Go, Tell It On The Mountain

Lettering by my friend @rach_forsyth

Read: Luke 2: 8-20 

The shepherds were not expecting the skies to be aflame with angels that night. I mean, who could have expected it? It was a truly remarkable night.

Made remarkable by all of those other unremarkable nights: days and weeks and months and years of nights where the skies were silent and their lives were small and unimpressive. They were poor in a culture where richness equated blessing, sheep herders who lived in the fields in a culture that valued cleanliness, working nights in a culture that thrived in daytime.

So when the angels announce good news of great joy for all the people, they start with the people who the world would have expected to be furthest from joy. The poor, the unclean, the outsiders.

“I bring you good news of a great joy that will be for all the people. For unto you is born this day in the City of David a Saviour, who is Christ the LORD. And this will be a sign for you: you will find a baby wrapped in swaddling cloths and lying in a manger.”
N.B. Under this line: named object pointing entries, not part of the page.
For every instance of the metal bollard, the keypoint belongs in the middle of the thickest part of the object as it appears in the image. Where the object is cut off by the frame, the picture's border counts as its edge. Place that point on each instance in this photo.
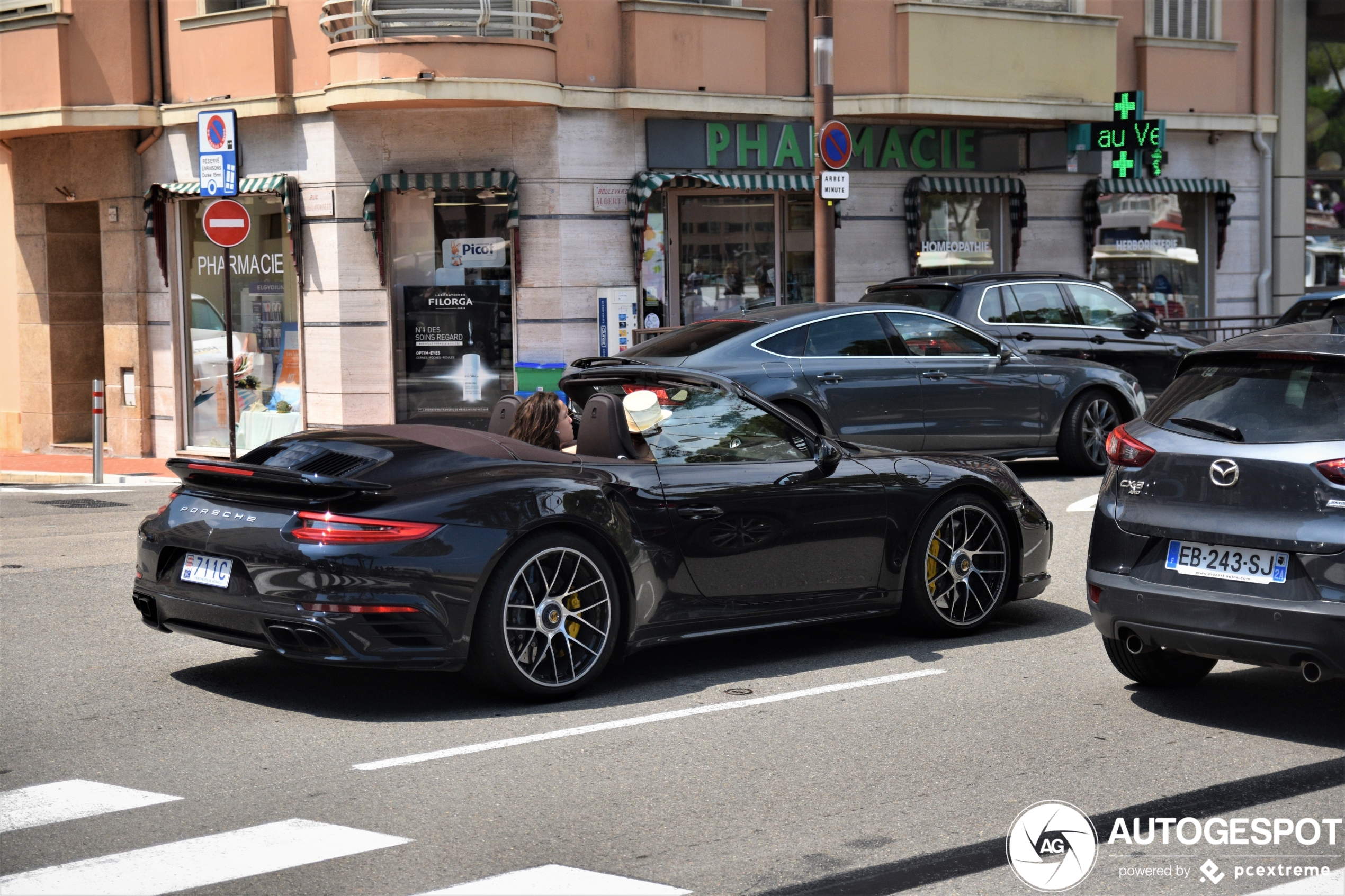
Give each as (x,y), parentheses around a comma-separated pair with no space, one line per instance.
(97,432)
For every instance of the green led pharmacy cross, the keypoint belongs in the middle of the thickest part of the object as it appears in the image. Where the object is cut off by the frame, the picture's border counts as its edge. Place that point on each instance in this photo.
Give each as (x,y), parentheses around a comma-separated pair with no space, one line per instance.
(1127,105)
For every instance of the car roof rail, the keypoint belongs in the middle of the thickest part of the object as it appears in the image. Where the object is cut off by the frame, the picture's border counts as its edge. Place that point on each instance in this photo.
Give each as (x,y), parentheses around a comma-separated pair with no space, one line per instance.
(977,278)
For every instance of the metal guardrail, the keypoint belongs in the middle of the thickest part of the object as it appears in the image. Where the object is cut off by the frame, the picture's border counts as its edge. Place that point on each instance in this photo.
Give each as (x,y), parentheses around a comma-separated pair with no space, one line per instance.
(358,19)
(1219,328)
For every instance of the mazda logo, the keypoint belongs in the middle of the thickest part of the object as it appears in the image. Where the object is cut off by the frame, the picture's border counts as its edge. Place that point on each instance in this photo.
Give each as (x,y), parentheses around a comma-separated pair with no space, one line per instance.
(1223,473)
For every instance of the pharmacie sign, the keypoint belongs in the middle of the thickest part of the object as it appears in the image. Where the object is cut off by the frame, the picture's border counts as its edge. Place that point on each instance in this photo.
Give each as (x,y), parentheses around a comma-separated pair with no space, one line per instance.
(679,143)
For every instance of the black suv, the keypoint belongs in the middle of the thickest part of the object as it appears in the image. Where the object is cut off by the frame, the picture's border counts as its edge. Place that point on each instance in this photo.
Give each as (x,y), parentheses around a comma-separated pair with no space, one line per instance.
(1060,315)
(1221,524)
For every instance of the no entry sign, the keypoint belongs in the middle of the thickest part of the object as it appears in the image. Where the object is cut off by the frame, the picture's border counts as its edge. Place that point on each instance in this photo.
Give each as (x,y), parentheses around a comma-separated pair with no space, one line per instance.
(226,223)
(835,146)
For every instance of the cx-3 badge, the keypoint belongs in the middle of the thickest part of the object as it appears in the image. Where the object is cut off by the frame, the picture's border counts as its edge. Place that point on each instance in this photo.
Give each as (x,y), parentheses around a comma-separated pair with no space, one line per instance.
(1223,473)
The Messiah is born, the angel declares, and this is how you’ll know: he’s lying in a food trough.

And then the whole sky is riven with angels singing about the glories of God.

I cannot imagine the wonder of the shepherds as they stammered to one another with heaven’s crescendo still ringing in their ears: “Let’s go to Bethlehem and see this thing that has happened, which the LORD has told US about.”


In awe they hurry off and find the baby in a manger. The baby who is Israel’s anointed King; the baby who is the LORD.

And they find that this precious baby, the LORD, is not unlike them: He is poor, He is hanging out with unclean animals, He is lying in an animal's feeding manger, because there was “no place” for him elsewhere.

I love this story because it reminds me that no one is excluded from joy. When I am finding it most difficult to believe that happiness is possible, I remember that the angel promised that Jesus was a great joy for all people. The world says happiness is possible for the wealthy and the attractive and the career savvy and for the successful and for the loved and for the included.

But the angels say: Jesus is good news of great joy for the shepherds, for all the people, for me.

After they’ve found the Manger-Messiah, the shepherds return to the fields. Their circumstances have not changed, but their perspective has.

The King in the trough is their king and as their hearts swelled in wonder and glory, they could not help but to go tell it on the mountain: He is Heaven’s joy- and He’s for all the people.